A base do jeitinho brasileiro, estudado por R. DaMatta, é o cinismo.  A lógica que assegura o “você sabe com quem está falando?” também é a lógica cínica. O cínico sabe “tirar vantagem de tudo”, enganando pessoas, dando pequenos golpes, pois não importa a carga moral destes delitos, uma vez que “o mundo é dos espertos”.  Esta “esperteza” é a desculpa moral para que o cínico não se sinta em nenhum momento responsável e nem mesmo culpado, pois reza o dito popular que  “todos os dias ao sair de casa, há sempre um besta e um sabido que se cruzam.”  Em termos simples, esta suposta cultura da esperteza cria uma mentalidade de que “pode se dar um jeitinho em tudo”, que torna o Estado brasileiro refém destes cínicos. O cínico não vê falta de ética ou corrupção nos seus pequenos atos delituosos, mas geralmente advoga a tese de que a corrupção é causada pelo outro, por este outro nocivo.  As coisas estão bem, para o cínico, quando seu mundo está bem, afinal de contas “um tapinha não dói”.

Ao fazer-se valer a si mesmo, o indivíduo cínico torna-se um paranoico.  Sua paranoia se situa entre o que é produzido como realidade para ele e sua própria fantasia de realidade. Assim, constrói um mundo de notícias, muitas delas falsas, mas que balizam sua construção de realidade. O cínico é um sabe-tudo.  Vai buscar as mais estapafúrdias teorias para justificar suas ações no mundo. Rir-se das notícias falsas e as produz.  Este é um mecanismo da produção de um gozo, deste a mais infinito, pois o riso também pode esconder uma raiva acumulada por frustrações antigas, por desconexões com a realidade, para ele tão dura. O cinismo é, portanto, uma racionalidade.   O devir-cínico produz realidades que minimizam o vazio deixado pelos ideais coletivo de vida. Seu lema é “antes ele do que eu”.  Daí a produção de realidades se dê concomitantemente com a produção de discursos, discursos que se autorizam por si mesmos.  O cínico acha que suas verdades se bastam.

S. Zikek, num artigo intitulado You May! (Você pode!) escreve que atualmente é com facilidade que os enunciados éticos recaem em enunciados cínicos. O direito à privacidade se torna o direito de cometer adultério; o direito à felicidade legitima o roubo e a corrupção; a liberdade de imprensa torna-se o direito de mentir; a liberdade de possuir armas transforma-se na liberdade para matar; a liberdade das crenças religiosas aparece como o direito em adorar falsos deuses. Para o autor, o grande mandamento do cinismo atual é Você pode!  Isto nos leva a crer que a maior parte dos controles que que regulavam a vida social e garantiam o mínimo de decência não têm mais valor.

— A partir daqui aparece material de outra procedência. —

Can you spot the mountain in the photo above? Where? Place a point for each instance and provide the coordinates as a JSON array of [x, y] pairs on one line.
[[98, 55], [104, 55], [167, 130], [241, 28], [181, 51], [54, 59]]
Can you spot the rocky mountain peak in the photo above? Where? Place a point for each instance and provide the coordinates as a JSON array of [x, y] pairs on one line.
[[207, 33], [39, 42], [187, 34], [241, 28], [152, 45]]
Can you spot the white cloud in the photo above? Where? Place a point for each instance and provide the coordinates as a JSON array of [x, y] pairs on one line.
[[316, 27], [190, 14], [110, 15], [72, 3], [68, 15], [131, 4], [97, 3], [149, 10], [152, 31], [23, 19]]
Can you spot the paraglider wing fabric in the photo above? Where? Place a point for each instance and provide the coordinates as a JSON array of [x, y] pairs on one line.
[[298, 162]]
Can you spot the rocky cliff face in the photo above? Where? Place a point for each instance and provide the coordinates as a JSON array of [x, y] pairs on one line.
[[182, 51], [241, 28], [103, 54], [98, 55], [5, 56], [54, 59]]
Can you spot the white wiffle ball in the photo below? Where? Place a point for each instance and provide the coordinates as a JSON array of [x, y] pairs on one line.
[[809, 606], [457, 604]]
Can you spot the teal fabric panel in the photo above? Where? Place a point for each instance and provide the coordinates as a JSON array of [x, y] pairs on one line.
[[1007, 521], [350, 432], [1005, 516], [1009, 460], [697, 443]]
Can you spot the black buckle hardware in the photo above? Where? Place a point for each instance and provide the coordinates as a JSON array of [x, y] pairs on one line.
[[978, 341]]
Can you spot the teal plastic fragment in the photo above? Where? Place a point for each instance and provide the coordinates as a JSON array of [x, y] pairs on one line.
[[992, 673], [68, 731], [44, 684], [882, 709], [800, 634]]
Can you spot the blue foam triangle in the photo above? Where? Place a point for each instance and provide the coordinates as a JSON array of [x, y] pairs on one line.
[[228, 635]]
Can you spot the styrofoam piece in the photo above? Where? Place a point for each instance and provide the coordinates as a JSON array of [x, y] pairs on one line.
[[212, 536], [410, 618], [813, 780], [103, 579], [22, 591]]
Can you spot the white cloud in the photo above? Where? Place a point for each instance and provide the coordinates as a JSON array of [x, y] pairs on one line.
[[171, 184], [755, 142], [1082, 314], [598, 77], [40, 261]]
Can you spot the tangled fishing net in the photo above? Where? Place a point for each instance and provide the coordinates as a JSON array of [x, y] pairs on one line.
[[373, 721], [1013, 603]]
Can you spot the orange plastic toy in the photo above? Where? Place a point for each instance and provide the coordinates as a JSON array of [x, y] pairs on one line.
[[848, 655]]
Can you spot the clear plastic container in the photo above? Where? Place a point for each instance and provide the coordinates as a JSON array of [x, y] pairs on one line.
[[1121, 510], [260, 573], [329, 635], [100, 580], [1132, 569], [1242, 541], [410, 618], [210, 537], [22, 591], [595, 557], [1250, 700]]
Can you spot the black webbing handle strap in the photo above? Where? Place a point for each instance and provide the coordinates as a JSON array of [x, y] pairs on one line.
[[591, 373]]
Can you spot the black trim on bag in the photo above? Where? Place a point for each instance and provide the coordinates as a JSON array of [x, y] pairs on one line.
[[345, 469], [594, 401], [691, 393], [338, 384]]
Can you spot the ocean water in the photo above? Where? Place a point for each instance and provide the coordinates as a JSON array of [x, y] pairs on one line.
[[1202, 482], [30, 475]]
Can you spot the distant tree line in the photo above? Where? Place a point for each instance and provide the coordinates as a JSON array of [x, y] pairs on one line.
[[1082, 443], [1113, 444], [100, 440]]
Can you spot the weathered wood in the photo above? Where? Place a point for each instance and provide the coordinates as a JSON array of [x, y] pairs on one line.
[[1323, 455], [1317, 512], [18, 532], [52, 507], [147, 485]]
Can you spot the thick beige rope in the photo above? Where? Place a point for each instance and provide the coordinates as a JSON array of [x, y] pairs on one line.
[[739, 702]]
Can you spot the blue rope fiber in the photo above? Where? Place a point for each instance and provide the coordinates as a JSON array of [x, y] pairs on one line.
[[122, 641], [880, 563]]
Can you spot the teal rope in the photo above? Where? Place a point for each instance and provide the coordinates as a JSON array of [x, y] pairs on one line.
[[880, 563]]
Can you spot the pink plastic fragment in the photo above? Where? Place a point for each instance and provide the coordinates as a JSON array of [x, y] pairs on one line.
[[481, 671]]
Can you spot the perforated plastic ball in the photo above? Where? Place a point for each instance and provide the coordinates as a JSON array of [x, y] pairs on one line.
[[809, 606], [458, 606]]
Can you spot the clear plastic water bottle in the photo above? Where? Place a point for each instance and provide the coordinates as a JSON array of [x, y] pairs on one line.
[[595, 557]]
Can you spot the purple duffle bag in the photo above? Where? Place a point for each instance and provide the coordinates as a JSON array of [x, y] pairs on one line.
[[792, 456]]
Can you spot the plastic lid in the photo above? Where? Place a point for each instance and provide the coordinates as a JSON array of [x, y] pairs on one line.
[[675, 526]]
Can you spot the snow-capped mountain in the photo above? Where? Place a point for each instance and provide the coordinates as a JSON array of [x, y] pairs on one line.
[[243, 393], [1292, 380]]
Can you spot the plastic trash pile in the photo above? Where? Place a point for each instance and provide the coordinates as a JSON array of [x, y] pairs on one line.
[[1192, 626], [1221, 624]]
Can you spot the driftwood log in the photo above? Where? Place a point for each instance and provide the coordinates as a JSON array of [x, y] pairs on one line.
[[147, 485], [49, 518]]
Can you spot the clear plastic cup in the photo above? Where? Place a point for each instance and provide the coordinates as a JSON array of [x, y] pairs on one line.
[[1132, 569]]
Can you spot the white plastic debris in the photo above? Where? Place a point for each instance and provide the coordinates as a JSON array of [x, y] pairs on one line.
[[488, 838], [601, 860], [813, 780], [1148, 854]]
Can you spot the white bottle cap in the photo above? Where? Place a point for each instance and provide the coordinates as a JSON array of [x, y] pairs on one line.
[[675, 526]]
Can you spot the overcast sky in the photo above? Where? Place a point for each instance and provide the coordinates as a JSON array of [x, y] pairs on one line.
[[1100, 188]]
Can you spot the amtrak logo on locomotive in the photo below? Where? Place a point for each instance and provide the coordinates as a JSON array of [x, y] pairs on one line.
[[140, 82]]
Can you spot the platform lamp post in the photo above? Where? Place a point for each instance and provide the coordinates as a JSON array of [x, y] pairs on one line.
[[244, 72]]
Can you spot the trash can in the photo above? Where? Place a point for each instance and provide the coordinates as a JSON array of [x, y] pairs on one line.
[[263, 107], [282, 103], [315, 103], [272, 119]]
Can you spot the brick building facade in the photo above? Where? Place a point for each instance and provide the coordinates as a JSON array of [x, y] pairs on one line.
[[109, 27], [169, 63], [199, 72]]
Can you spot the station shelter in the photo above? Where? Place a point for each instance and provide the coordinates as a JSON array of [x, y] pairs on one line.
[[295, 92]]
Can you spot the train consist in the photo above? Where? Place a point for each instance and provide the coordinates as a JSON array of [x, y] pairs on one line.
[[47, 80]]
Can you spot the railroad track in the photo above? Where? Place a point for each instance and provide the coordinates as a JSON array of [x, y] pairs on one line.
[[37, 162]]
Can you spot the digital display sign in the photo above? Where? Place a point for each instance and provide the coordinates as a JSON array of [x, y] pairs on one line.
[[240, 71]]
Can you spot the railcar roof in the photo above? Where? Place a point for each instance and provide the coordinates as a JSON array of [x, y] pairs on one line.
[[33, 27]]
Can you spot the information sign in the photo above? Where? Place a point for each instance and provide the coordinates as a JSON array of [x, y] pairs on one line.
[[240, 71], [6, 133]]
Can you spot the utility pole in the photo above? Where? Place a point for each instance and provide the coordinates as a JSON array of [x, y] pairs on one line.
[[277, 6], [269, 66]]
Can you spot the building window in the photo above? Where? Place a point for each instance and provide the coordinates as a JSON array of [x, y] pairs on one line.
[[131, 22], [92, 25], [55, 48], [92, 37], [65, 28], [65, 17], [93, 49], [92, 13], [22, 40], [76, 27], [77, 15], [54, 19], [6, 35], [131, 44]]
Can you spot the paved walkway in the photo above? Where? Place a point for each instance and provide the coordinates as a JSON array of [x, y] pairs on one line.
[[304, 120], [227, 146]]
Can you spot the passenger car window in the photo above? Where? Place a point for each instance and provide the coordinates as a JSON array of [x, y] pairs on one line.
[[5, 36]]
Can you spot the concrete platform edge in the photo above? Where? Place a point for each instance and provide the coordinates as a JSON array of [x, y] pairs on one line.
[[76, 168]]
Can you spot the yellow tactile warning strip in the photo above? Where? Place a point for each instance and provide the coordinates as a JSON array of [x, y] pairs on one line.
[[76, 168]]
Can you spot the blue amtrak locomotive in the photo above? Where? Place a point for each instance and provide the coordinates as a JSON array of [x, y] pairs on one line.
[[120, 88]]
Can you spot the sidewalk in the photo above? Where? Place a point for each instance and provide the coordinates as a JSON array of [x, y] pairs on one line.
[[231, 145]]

Deste modo, o mundo do cínico é uma ficção, um fingimento, uma quebra, portanto, entre o que se considera real e aquilo que seria da ordem da fantasia. Tomando a ideia de ambivalência de Z. Bauman, a razão cínica, ao tentar contornar a lei, abraça a ideia de que as leis foram feitas para impedir o pleno progresso dos indivíduos, para beneficiar uns poucos ou mesmo foram elaboradas com furos para ser desmoralizadas.  O cínico vive, então, na ambivalência entre sua lei e a lei geral.

A segurança passa ser risco nas sociedades modernas.  O efeito imediato disto é transformar identidades antes fixas em semblantes, em aparências das aparências. Se tudo está por um fio, se tudo está solto, a lei da selva se faz presente na sobrevivência dos melhores.  Neste sentido, o cínico se apodera deste devir-risco para desmoralizar regras e estruturas coletivas.  Quando advém uma crise, a razão cínica surfa na transformação da insegurança em gozo.  O cínico e seu mais-gozo acredita que assim ele estará menos desamparado que os demais.  Crê o cínico que a crise atinge os fracos e a indeterminação trazida pela crise pode ser subsumida pela experiência da busca incessante deste gozo.  O cínico é um acumulador de gozo. 

Este superego atual não consegue enfraquecer os desejos agressivos dos indivíduos.  Consequentemente, a moral-cínica tem caráter superegoico. O cínico, com efeito, cultua a tortura, o genocídio, desde que isto aconteça com o outro.  O cínico justifica ações violentas como atos necessários.  Pessoas apanham porque pediram para tal.  Mulheres são violentadas porque se mostraram como sedutoras ou presas fáceis.  As explicações são simplistas para o cínico.  Muita abstração fruto de um pensamento estruturado não lhe convém. Assim, contra a covid-19, tomem cloroquina, ivermectina ou algo que o valha, sem que se precise minimamente de uma pesquisa e comprovação científica. 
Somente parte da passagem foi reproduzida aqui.